Study Abroad Program Selection

By Bradley Rehak – Guest blogger studying in Quito, Eucador
Having studied abroad four different times now, in three different languages (even if one was English), I considered myself quite exercised in the selection of such programs. In order that others can more easily find success than I did—and avoid some of my failures—I now offer my perspective on the process of choosing a program. The basic assumption behind my advice is that one genuinely wants to learn another language. For those interested only in travel and drink, this advice won't be entirely helpful.
First of all, let me dispel the importance of choosing the right country. Most people make their decisions solely on where they want to be, usually in close proximity to beaches or mountains. I cannot stress enough: it doesn't really matter. Once you've decided what language to learn, there are much more important considerations. I spent two of my experiences, in Mexico and Ecuador, in countries that I had never really thought about visiting. Trust me, as long as you make a sincere effort to learn your language and meet locals, you will enjoy whatever country you end up in.
That said, what does matter is your school: the quality of the teachers, the levels of instruction offered, and the diversity of students. Teacher quality is obvious: teachers with degrees and advanced degrees in the language of instruction are far superior to those that lack it, especially when it comes to difficult explanations. You also must ensure that your level of ability is taught at a prospective school, especially for advanced students, as most schools emphasize beginner levels. You don't want to get stuck in a group that is studying only aspects of the language that you already know. Finally, diversity of students is the single most important consideration for a school: by this I mean the school should also teach languages (usually English) to locals. This, and language interchange programs after school (intercambios in Spanish) are the most crucial keys to meeting locals, making friends, and PRACTICING, outside of school, your language of instruction. Having been to schools with and without local students, I can say now that I wouldn't even consider a program in the future that lacked local instruction.

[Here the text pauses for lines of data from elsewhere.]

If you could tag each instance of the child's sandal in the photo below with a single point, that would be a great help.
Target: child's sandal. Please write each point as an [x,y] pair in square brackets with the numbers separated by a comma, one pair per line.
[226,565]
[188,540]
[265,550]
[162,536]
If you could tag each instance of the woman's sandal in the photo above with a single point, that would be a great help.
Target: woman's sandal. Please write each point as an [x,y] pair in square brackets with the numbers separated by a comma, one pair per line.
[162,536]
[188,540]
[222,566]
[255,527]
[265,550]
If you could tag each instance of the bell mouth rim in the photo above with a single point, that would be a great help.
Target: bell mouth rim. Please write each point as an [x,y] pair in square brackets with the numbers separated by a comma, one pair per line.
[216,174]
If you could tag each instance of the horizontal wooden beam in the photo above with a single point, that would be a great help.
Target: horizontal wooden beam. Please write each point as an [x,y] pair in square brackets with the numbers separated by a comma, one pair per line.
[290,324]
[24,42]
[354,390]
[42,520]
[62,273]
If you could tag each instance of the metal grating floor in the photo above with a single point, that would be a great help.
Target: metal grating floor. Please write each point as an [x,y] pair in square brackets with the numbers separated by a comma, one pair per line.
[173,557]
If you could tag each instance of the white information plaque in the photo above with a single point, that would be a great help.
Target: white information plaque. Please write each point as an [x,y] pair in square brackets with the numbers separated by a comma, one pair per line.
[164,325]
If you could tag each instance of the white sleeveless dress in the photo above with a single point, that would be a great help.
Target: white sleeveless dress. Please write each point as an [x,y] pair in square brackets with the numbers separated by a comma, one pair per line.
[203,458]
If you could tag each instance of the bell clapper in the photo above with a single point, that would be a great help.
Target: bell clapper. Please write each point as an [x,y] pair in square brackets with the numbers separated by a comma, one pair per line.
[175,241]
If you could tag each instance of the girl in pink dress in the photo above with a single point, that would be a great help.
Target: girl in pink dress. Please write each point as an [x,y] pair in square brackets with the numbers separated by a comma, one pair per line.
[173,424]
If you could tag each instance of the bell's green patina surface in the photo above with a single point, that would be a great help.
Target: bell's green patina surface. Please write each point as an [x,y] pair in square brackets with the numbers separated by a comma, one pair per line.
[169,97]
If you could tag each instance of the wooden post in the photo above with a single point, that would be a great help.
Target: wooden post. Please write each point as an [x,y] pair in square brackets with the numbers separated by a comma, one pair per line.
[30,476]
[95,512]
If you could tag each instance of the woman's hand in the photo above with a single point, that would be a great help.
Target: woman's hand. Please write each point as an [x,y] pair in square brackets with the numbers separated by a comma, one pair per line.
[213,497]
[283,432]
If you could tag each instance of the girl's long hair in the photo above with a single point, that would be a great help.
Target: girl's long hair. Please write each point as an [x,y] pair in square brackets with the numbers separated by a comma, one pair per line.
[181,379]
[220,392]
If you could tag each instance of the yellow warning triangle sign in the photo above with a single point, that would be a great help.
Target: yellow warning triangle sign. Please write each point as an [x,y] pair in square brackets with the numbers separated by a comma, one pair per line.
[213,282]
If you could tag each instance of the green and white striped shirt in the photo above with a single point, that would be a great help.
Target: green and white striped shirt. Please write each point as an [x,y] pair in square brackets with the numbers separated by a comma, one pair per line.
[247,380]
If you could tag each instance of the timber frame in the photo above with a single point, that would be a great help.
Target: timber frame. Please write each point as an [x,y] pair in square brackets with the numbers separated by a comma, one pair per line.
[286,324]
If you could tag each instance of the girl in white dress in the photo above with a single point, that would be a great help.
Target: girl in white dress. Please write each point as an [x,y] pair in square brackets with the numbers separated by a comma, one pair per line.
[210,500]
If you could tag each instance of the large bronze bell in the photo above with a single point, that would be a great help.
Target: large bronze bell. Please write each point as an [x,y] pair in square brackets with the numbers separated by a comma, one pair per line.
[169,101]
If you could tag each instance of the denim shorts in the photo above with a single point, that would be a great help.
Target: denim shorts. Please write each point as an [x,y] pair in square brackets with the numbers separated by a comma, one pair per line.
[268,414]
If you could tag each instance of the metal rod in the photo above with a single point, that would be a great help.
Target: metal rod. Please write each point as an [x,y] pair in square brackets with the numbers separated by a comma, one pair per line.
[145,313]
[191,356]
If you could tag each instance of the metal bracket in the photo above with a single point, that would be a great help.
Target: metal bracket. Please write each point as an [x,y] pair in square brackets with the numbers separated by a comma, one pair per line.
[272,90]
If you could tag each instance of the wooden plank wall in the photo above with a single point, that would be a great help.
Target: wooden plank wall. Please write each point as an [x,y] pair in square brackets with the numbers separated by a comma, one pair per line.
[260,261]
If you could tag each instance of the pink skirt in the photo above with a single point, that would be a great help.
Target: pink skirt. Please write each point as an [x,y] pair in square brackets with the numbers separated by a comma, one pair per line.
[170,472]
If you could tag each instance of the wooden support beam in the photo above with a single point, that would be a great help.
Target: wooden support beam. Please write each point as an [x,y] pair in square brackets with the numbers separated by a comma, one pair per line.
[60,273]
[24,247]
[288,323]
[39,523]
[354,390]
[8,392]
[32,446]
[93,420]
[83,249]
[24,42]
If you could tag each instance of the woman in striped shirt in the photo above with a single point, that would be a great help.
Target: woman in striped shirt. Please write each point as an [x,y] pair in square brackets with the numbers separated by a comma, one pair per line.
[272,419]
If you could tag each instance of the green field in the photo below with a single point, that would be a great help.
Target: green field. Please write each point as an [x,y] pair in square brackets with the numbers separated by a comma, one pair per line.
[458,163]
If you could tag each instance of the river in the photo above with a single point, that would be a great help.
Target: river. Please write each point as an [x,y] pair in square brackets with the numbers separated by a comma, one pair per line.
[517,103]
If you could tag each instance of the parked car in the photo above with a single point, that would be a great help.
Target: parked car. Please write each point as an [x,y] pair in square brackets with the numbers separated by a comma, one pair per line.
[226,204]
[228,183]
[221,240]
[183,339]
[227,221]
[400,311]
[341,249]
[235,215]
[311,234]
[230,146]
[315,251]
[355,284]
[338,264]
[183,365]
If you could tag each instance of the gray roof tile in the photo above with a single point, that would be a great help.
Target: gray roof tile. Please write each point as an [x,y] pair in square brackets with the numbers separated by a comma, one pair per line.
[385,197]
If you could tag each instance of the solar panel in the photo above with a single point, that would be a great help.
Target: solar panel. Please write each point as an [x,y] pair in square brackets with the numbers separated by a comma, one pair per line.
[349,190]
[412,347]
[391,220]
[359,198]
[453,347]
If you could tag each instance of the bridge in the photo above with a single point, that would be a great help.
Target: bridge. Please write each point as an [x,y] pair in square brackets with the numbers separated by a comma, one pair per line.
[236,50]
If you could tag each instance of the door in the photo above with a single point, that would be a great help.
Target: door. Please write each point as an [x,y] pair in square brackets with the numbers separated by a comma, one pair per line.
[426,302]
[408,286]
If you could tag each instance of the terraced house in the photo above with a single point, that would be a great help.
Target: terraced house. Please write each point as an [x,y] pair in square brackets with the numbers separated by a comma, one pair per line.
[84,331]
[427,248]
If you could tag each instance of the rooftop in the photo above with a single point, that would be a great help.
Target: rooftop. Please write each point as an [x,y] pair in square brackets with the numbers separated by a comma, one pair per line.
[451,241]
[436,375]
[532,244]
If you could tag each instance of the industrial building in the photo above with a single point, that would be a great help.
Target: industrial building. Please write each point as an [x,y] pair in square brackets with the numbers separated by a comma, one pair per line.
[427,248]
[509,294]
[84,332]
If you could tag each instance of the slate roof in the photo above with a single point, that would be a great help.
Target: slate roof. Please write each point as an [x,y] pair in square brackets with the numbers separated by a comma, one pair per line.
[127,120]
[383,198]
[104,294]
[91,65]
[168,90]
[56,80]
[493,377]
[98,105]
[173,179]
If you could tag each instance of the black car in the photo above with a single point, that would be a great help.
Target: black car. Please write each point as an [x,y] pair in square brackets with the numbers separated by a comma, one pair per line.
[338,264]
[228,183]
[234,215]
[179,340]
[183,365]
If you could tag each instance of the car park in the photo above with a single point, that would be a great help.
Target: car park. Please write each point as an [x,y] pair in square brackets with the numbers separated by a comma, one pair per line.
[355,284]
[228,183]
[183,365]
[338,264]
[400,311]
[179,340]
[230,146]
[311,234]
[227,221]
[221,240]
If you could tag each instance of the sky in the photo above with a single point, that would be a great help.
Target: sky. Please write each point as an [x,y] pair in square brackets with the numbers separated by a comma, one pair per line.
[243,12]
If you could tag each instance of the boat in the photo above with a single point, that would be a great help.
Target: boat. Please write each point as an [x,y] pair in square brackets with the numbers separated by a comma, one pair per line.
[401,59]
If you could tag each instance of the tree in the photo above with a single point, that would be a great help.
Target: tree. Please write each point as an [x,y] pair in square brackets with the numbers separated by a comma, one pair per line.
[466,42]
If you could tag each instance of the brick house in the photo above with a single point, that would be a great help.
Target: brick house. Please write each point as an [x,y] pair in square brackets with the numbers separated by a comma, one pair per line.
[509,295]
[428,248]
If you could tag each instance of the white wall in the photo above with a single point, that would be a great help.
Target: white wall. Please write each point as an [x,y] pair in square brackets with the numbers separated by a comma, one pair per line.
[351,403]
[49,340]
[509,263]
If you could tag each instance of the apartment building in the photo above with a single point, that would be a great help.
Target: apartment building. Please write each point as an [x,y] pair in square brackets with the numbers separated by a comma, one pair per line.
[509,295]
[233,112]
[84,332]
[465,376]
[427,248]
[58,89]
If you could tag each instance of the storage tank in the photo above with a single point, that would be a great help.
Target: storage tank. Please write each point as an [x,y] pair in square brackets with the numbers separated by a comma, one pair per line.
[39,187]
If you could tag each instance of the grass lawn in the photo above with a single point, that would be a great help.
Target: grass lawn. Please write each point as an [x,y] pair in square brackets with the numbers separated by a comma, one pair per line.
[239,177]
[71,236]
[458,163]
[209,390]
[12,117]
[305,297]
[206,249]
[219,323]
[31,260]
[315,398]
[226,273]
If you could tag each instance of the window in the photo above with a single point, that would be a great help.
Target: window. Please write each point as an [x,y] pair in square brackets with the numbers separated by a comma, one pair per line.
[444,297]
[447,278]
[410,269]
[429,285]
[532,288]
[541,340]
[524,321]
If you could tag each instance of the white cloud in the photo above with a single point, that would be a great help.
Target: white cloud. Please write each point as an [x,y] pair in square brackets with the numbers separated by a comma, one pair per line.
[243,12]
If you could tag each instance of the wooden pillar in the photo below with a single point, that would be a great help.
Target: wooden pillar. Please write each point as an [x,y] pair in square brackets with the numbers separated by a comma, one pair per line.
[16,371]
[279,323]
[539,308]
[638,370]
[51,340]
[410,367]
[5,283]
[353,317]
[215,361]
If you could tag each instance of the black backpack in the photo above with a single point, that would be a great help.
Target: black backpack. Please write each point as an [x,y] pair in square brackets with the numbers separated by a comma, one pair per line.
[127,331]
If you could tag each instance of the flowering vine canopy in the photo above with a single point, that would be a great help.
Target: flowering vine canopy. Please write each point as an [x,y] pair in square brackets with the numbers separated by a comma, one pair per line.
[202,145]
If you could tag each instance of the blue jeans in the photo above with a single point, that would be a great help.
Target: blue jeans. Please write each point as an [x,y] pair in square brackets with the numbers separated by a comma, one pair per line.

Finally, choosing a host family is also crucial to language learning. Don't even think about living in a residence, because—especially as an English speaker—you will learn very little. Living with a host family is absolutely essential in order to practice and think about your language on a daily and hourly basis, and learn words that you would never come across otherwise. And if you are really serious about your language, choose a family with kids—whether they're your own age or younger. Even though they can be annoying at times, they are usually the most interested people in talking to you, or showing you off to their friends, and therefore are an excellent means of meeting locals and practicing the all-important slang of your home country. Best of luck!